Frontmatter is the discovery surface
The name lets humans and agents refer to a skill. The description
is more important than it looks because it is what the agent sees before deciding whether the
skill is relevant. Good descriptions state the capability and the trigger conditions: what the
skill does and when to use it.
---
name: release-readiness
description: Reviews a static website release for build health, generated artifacts, source links, deployment readiness, and final report requirements. Use when preparing or auditing a website launch.
---
# Release readiness
Follow the release checklist, run the project build, inspect generated files, deploy only after build success, and verify the live URL. This is not generic documentation. It is operational routing. The agent has to decide among many possible skills; a vague description like "helps with websites" forces guesswork and creates false activations.
The body is the working procedure
The Markdown body should contain the information the agent would otherwise miss: project conventions, exact validation loops, hard constraints, source-of-truth files, output format, and edge cases. It should not explain what the model already knows. A skill that spends half its budget defining ordinary concepts is competing with the user's task for no reason.
A good body reads like a compact onboarding guide for one capability. It can include a checklist, but it should not become a giant manual. When the main file starts turning into a reference book, split the reference book out.
Scripts are for fragile or repeatable execution
A script is useful when the workflow has steps that should not be reinvented every run: converting files, validating a schema, querying a known endpoint, checking a release artifact, or producing structured output. The skill should document how to run the script and what success looks like. The script itself should be non-interactive, have helpful errors, and return output the agent can parse.
Scripts are not a requirement.
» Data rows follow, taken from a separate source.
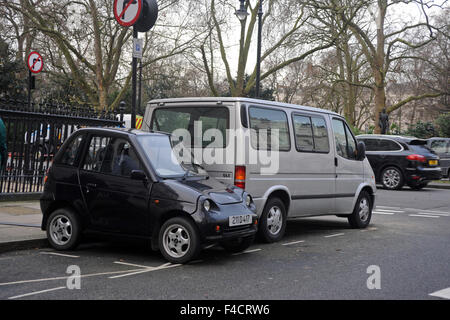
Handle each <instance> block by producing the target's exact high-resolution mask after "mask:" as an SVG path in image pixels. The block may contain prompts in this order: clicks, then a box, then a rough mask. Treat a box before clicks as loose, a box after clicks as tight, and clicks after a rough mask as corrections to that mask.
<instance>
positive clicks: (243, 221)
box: [228, 214, 252, 227]
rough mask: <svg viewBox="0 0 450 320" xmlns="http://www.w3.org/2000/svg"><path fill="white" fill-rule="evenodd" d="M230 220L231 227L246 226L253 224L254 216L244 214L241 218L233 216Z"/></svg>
mask: <svg viewBox="0 0 450 320" xmlns="http://www.w3.org/2000/svg"><path fill="white" fill-rule="evenodd" d="M228 219H229V223H230V227H234V226H242V225H245V224H251V223H252V216H251V215H250V214H243V215H240V216H231V217H229V218H228Z"/></svg>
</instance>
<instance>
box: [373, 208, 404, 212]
mask: <svg viewBox="0 0 450 320" xmlns="http://www.w3.org/2000/svg"><path fill="white" fill-rule="evenodd" d="M374 211H382V212H395V213H403V212H405V211H403V210H402V211H400V210H388V209H378V208H377V209H374Z"/></svg>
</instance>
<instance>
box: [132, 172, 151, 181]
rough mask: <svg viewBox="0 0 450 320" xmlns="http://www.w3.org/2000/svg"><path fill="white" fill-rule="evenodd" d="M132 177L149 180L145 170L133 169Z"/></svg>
mask: <svg viewBox="0 0 450 320" xmlns="http://www.w3.org/2000/svg"><path fill="white" fill-rule="evenodd" d="M130 178H131V179H132V180H140V181H145V180H147V176H146V175H145V172H144V171H142V170H133V171H131V175H130Z"/></svg>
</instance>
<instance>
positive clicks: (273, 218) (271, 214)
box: [258, 198, 287, 243]
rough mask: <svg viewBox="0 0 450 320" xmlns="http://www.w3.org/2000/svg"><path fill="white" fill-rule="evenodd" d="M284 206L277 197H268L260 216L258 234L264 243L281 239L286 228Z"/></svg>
mask: <svg viewBox="0 0 450 320" xmlns="http://www.w3.org/2000/svg"><path fill="white" fill-rule="evenodd" d="M286 217H287V214H286V207H285V206H284V203H283V201H281V200H280V199H279V198H270V199H269V200H268V201H267V203H266V205H265V207H264V210H263V213H262V215H261V218H260V223H259V228H258V235H259V238H260V239H261V240H262V241H263V242H266V243H272V242H277V241H279V240H281V238H282V237H283V235H284V232H285V230H286Z"/></svg>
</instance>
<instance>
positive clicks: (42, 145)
mask: <svg viewBox="0 0 450 320" xmlns="http://www.w3.org/2000/svg"><path fill="white" fill-rule="evenodd" d="M0 117H1V118H2V120H3V122H4V123H5V126H6V135H7V147H8V159H7V162H6V167H5V168H3V170H1V171H0V197H1V196H2V195H5V194H14V193H38V192H41V191H42V187H43V180H44V176H45V172H46V170H47V169H48V167H49V166H50V164H51V162H52V160H53V157H54V156H55V154H56V152H57V151H58V149H59V148H60V147H61V145H62V144H63V143H64V141H65V140H66V139H67V138H68V137H69V136H70V135H71V134H72V133H73V132H74V131H76V130H77V129H79V128H81V127H116V126H120V125H121V122H120V121H117V120H116V114H115V113H113V112H100V113H99V112H96V111H95V109H94V108H92V107H91V106H89V105H80V104H75V105H74V104H64V103H54V102H45V103H44V102H43V103H32V104H31V106H30V107H29V106H28V104H27V102H25V101H18V100H10V99H5V98H0Z"/></svg>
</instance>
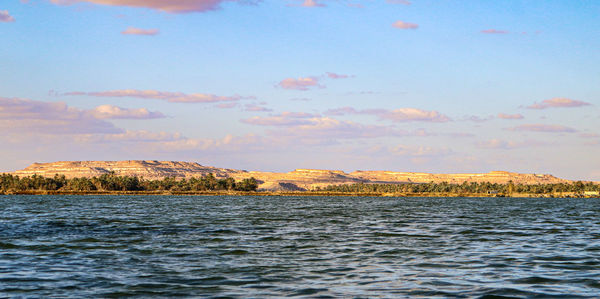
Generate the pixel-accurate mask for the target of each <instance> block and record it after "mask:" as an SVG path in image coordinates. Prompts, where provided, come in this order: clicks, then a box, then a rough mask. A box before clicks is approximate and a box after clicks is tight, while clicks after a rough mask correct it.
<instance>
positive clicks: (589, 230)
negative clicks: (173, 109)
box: [0, 196, 600, 298]
mask: <svg viewBox="0 0 600 299" xmlns="http://www.w3.org/2000/svg"><path fill="white" fill-rule="evenodd" d="M598 215H600V200H598V199H489V198H488V199H472V198H450V199H443V198H353V197H169V196H131V197H128V196H98V197H95V196H0V297H4V296H10V297H12V296H23V297H29V296H34V297H47V296H60V297H65V296H66V297H85V296H101V297H112V296H114V297H119V296H130V295H139V296H169V297H170V296H179V295H181V296H202V297H204V296H208V297H210V296H229V297H249V296H251V297H269V296H273V297H281V296H302V297H321V298H326V297H360V296H362V297H366V296H368V297H378V296H379V297H415V296H425V297H430V296H440V297H445V296H459V297H478V296H484V295H496V296H516V297H530V296H542V297H545V296H558V297H564V296H570V297H574V296H582V297H597V296H599V295H600V282H599V281H600V218H598Z"/></svg>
They are a way to lower risk when text instructions would leave too much room for variation.
References are for detail on demand
References are where longer policy, API, style, or domain material belongs. The key is explicit
routing. "Read references/api-errors.md if the upstream API returns a non-200
response" is useful. "See references for more" is not, because it leaves the agent to browse a
pile of files without a decision rule.
Assets make the skill executable in context
Assets can be templates, sample inputs, screenshots, style guides, schemas, boilerplate files, or other reusable material. They are especially useful for document generation, brand work, design systems, and repeatable reporting. The agent can use the asset rather than approximating it from memory.
Progressive disclosure is the design pattern
Progressive disclosure is the reason skills can scale. At startup, an agent can load only the
name and description for many skills. When a task matches, it can load the selected
SKILL.md. If the skill points to references, scripts, or assets, the agent can
open only the material needed for the current case.
Metadata is available broadly so the agent can recognize the capability.
The selected SKILL.md body enters context when the task calls for it.
Referenced files, templates, and scripts are loaded or run only when needed.
That structure is what lets skills converge across agents. Different products may install,
invoke, and sandbox skills differently, but a directory with a concise SKILL.md
and clearly routed supporting files is easy for many agent clients to understand.